Resultsopen allclose all

Cellular proliferation data / Observations:

CELLULAR PROLIFERATION DATA
See section "Any other information on results incl. tables"

DETAILS ON STIMULATION INDEX CALCULATION
See section "Any other information on results incl. tables"

EC3 CALCULATION
See section "Any other information on results incl. tables"

CLINICAL OBSERVATIONS: No data on results.

BODY WEIGHTS:
The body weight of the animals, recorded at the start of application and on day 6, was within the range commonly recorded for animals of this strain and age.

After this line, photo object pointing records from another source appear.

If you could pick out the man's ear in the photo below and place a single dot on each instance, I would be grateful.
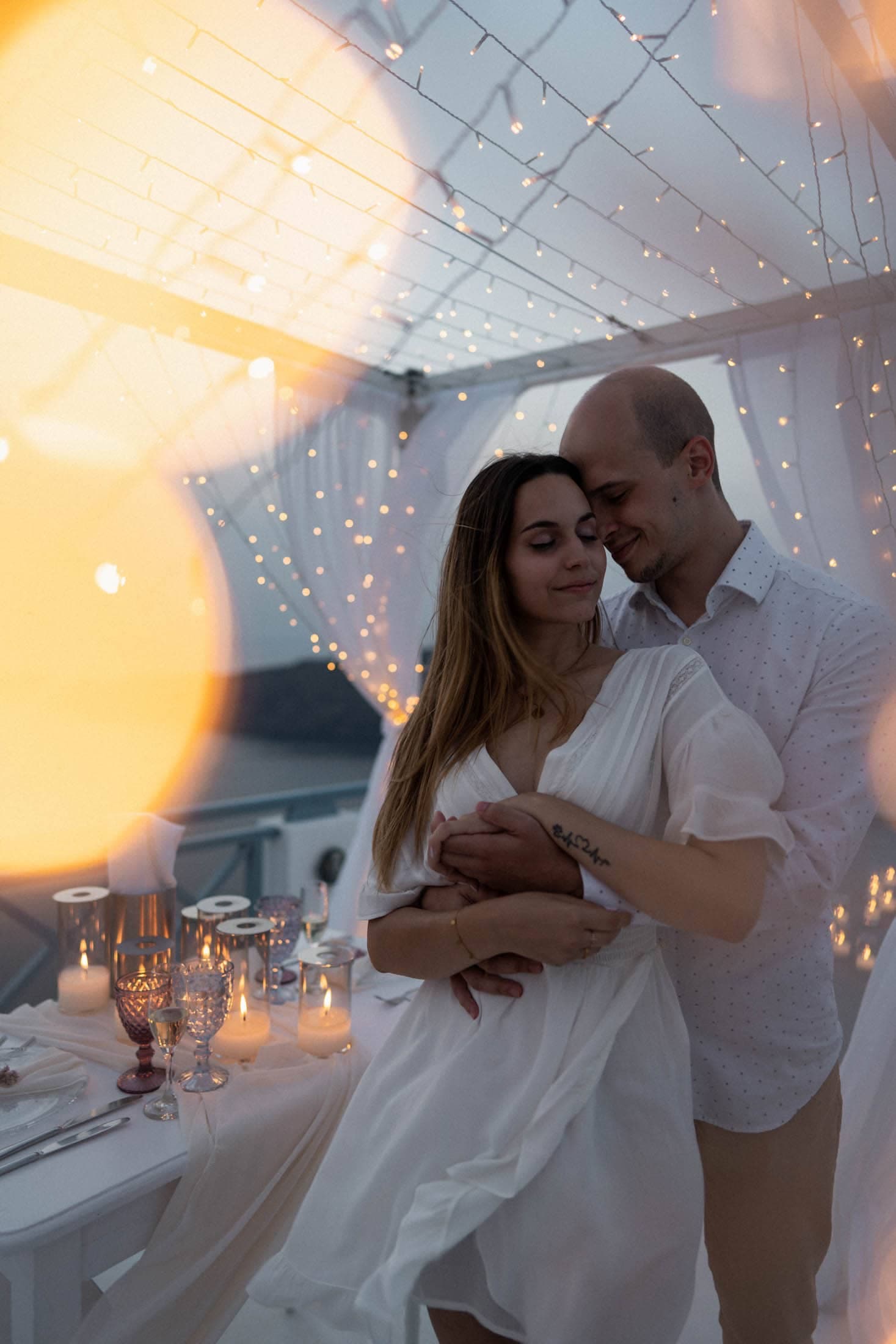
(700, 459)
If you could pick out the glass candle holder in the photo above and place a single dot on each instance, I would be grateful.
(214, 910)
(326, 1002)
(285, 915)
(246, 944)
(190, 938)
(840, 941)
(205, 985)
(143, 955)
(82, 933)
(135, 995)
(148, 916)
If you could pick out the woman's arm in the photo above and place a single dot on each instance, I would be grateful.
(708, 888)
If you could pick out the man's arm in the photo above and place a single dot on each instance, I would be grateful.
(826, 800)
(517, 858)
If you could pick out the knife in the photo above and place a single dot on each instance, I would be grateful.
(66, 1141)
(69, 1124)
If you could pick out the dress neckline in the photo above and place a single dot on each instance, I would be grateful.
(577, 733)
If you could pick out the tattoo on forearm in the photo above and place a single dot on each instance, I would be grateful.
(582, 843)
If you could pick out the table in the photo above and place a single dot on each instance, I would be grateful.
(77, 1214)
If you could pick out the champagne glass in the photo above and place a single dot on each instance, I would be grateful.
(205, 987)
(167, 1022)
(316, 911)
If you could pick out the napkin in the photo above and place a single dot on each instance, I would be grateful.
(143, 861)
(48, 1072)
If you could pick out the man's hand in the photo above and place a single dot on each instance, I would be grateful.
(489, 977)
(515, 858)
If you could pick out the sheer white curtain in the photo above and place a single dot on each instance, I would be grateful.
(433, 469)
(818, 415)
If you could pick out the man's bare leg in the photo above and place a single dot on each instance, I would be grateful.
(461, 1328)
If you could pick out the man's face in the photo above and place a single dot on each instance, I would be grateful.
(641, 506)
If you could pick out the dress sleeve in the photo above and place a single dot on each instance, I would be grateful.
(722, 772)
(412, 875)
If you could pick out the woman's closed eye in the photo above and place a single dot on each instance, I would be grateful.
(551, 541)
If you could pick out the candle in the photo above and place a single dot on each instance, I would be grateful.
(865, 959)
(324, 1031)
(244, 1031)
(82, 988)
(840, 941)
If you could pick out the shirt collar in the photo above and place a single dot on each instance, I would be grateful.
(750, 570)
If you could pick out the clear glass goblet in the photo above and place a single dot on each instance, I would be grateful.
(205, 987)
(316, 915)
(285, 915)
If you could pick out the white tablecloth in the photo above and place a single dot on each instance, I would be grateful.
(253, 1148)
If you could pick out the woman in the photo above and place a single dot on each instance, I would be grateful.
(534, 1175)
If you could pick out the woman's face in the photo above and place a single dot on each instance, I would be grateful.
(555, 563)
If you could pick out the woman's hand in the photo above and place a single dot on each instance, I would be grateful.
(556, 929)
(469, 824)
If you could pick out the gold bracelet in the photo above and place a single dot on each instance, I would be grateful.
(460, 938)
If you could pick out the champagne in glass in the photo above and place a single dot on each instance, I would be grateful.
(167, 1024)
(316, 913)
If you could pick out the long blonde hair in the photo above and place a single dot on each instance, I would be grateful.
(483, 676)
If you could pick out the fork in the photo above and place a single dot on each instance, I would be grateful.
(15, 1050)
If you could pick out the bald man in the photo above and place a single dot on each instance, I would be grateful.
(807, 660)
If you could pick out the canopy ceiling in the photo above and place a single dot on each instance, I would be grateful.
(349, 187)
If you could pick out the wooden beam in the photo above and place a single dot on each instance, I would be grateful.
(675, 340)
(133, 303)
(847, 50)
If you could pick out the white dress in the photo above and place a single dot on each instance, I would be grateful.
(537, 1167)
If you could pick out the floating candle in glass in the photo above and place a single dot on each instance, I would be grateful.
(82, 984)
(326, 1002)
(865, 957)
(840, 943)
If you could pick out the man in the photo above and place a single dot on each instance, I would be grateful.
(806, 659)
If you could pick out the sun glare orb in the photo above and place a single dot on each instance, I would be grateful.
(261, 367)
(108, 579)
(106, 687)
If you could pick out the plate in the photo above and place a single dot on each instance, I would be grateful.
(22, 1112)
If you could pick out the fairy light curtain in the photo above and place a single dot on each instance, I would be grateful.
(817, 405)
(366, 522)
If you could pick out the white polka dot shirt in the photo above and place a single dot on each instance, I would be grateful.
(807, 659)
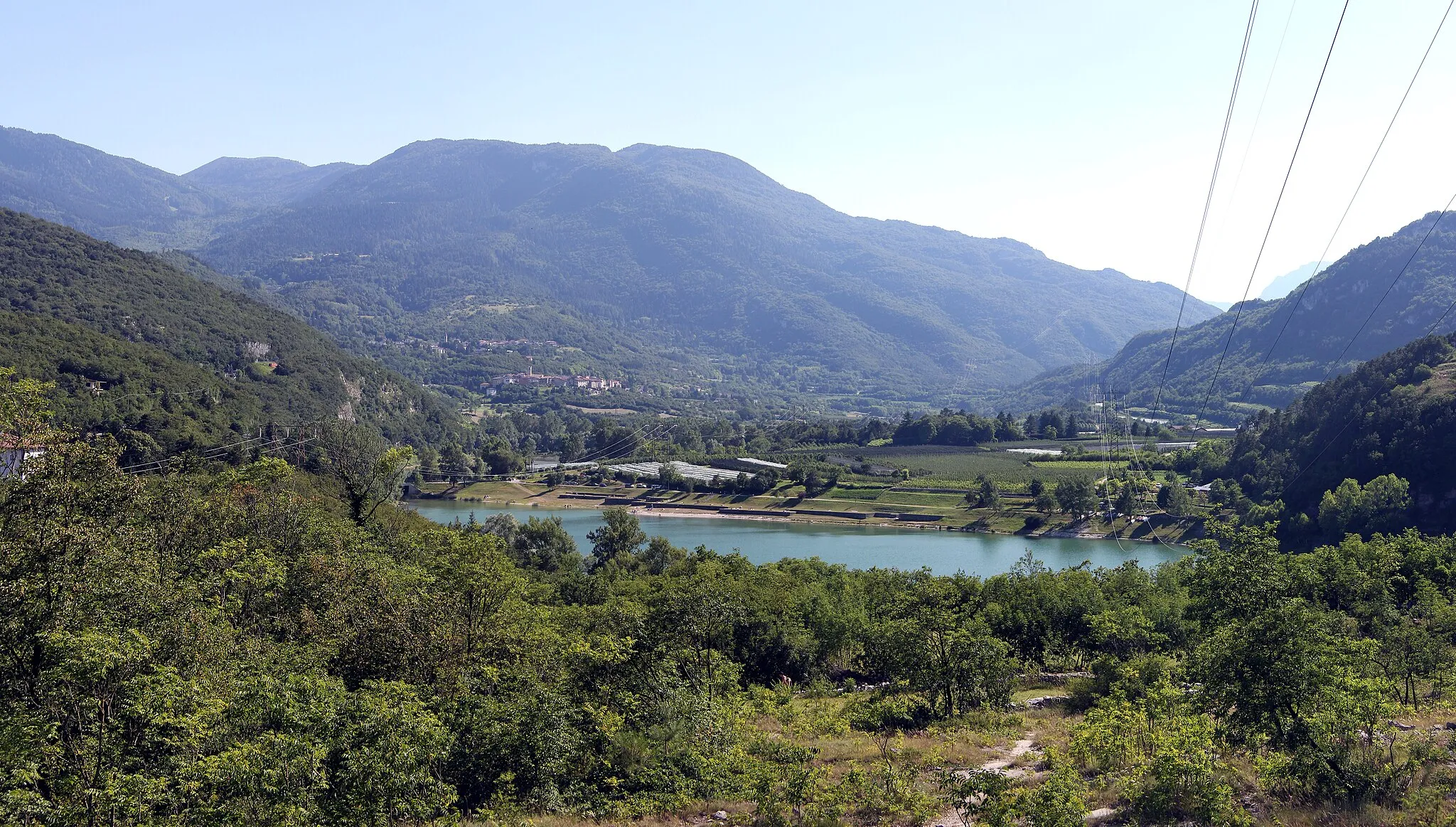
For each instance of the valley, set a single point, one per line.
(494, 484)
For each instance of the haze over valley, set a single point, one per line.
(389, 437)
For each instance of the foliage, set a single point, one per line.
(1260, 368)
(166, 363)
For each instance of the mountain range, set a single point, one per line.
(655, 264)
(1372, 300)
(164, 361)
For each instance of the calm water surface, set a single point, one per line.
(857, 546)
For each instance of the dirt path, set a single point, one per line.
(1002, 767)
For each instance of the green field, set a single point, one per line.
(946, 466)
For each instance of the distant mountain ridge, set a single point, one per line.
(680, 267)
(264, 181)
(1286, 284)
(1318, 322)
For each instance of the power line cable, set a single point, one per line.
(1207, 203)
(1258, 112)
(1353, 196)
(1421, 243)
(1275, 213)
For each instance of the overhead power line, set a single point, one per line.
(1207, 201)
(1353, 196)
(1275, 213)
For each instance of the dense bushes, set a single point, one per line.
(236, 649)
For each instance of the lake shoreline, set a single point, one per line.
(670, 510)
(861, 545)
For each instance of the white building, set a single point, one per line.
(14, 457)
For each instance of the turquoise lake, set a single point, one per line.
(857, 546)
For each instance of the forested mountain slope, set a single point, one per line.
(166, 361)
(1393, 415)
(264, 181)
(1321, 321)
(108, 197)
(660, 265)
(687, 250)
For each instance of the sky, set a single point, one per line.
(1086, 130)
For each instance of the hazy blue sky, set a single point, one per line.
(1082, 129)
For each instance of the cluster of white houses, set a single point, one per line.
(590, 383)
(14, 454)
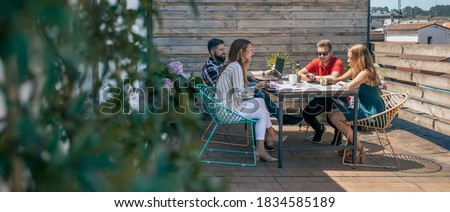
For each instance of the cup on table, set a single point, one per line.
(326, 81)
(292, 79)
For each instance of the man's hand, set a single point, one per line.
(311, 77)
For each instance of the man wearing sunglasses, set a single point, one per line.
(324, 65)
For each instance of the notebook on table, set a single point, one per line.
(279, 65)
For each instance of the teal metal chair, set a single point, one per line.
(223, 116)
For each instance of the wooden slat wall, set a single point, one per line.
(271, 25)
(421, 71)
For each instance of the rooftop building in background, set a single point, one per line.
(422, 33)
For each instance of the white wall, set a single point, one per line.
(439, 35)
(402, 37)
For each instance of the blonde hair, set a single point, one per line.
(362, 60)
(236, 54)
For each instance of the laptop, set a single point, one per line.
(279, 65)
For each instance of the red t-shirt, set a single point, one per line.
(335, 64)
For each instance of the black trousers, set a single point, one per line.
(319, 105)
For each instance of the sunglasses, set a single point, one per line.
(322, 54)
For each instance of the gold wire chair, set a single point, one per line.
(379, 122)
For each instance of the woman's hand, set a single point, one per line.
(262, 84)
(342, 83)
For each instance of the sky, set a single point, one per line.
(423, 4)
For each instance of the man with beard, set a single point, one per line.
(325, 65)
(210, 71)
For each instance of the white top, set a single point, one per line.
(231, 91)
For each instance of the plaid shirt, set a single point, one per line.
(210, 71)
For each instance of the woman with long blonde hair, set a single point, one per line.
(364, 78)
(233, 93)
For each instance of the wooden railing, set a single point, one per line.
(423, 72)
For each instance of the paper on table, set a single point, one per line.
(304, 86)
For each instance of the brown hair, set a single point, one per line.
(363, 61)
(236, 54)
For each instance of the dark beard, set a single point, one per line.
(221, 58)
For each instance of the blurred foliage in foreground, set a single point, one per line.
(53, 137)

Any other information on results incl. tables

Skin sensitisation potential of Methyl atrarate:

Concentration of test substance (% w/v)	Number of lymph nodes assayed	Disintegration per minute (dpm)	dpm per lymph node	Test control ratio
0 (vehicle only)	8	3050	381	N/A
1	8	4846	606	1.59
2.5	8	6866	858	2.25
5	8	6052	757	1.99
10	8	4314	539	1.41
25	8	12008	1501	3.94
EC3	19% w/v

N/A: not applicable

Skin sensitisation potential of the positive control substance hexylcinnamaldehyde:

Concentration of hexylcinnamaldehyde (% w/v)	Number of lymph nodes assayed	Disintegration per minute (dpm)	dpm per lymph node	Test control ratio
0 (vehicle only)	8	2570	321	N/A
2.5	8	16088	2011	6.26
5	8	15659	1957	6.10
10	8	15611	1951	6.08

N/A: not applicable

Applicant's summary and conclusion

Interpretation of results:

other: Sensitiser 1B

Remarks:

According to EU CLP (EC No. 1272/2008 and its amendments).

Conclusions:

The SI values calculated for the substance concentrations 1, 2.5, 5, 10 and 25 % were 1.59, 2.25, 1.99, 1.41 and 3.94, respectively. These results show that the test substance could elicit a SI ≥ 3. An EC3 value of 19% w/v was calculated. A NOEC of 10% is derived. The test isubstance was considered to be a sensitiser under the conditions of the test.

Executive summary:

The skin sensitisation potential of the substance has been tested according to OECD TG 429 test guideline and GLP principles. At 1, 2.5, 5, 10 and 25% the substance showed SI values of 1.59, 2.25, 1.99, 1.41 and 3.94, respectively. Reliable negative and positive controls were included. These results show that the test substance could elicit a SI ≥ 3. An EC3 value of 19% w/v was calculated. A NOEC of 10% is derived. Based on the results, the substance was considered to be a sensitiser and should be classified as skin sensitizer (Category 1B) and labeled as H317: May cause an allergic skin reaction according to Regulation (EC) No. 1272/2008 and GHS.